Occasionally the extremism of the underlying ideology peeks out as when the Institute confidently states that “Government schools are islands of socialism.” They mean the public schools of our country which are run by directly elected school boards and paid for out of taxes voted for that purpose by the people who are most intimately familiar with the needs of the community in which they live. Socialism? Hardly. But the idea that schools, and consequently spending money on schools, are evil permeates the selection of the so-called research found on this site. One glaring example, and an issue that is under discussion here in Lafayette, is the way they discuss class size. As a former professor of education I assure you that the research on benefits of class size is rock-solid. The lengths to which the commentary here goes to throw doubt on this simple, well researched, and indeed obvious conclusion is amazing.
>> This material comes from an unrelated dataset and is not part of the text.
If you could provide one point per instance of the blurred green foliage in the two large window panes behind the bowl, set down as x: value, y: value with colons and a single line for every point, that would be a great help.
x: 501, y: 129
Minimizing what is simply true in order to discourage communities from spending money on public schools in ways that would benefit kids is beyond the pale. Real children will suffer if these distortions are taken seriously. It is heartless. Again, having an ideological objection to public schooling is a possible—if well outside the American tradition. (Or the tradition of any modern society, be it left, right, or center.) But willfully misusing the research strips your intellectual position of any credibility.

No, Titch does himself no favor by attempting to wrap himself in the credibility of the Heartland Institute. It has none.

Note to Readers: Sins Series Launches

Hah! Bet that title drew some attention. 😉

Seriously though: I’m trying something a little different in the blog based on last Sunday’s Advertorial in the Advertiser. I’ve long had it in mind to do a full-fledged “Fact Check” or “Disinformation” piece for the website on disinformation and how it works in particular instances but time, life, and the blog have tended to keep my attention focused elsewhere. The “editorial” published by the Advertiser so nicely lays out a wide range of disinformation tactics that it reminded me of that project. Taking it apart in detail will just about amount to a case study on the topic. If I had the time. So what I’m planning to do is let the blog work for getting the larger piece done instead of against it. I’ll post a shorter series of blog entries on the topic of the “sins” the article committs. (Sins of the fathers, of commission, of ommission) I’ll then take those pieces and rework them into the larger, better integrated piece with a more stable presence on the website.

As an added bit of laigniappe, this “draft” style will allow folks to correct me or let me know of ways to extend my points.

(Before I start I should acknowledge the help of the Collins’ who, as vetrans of the Tri-Cities fight mentioned in the advertorial have run into the fellows from the Heartland institute before and have been generous with their link lists.)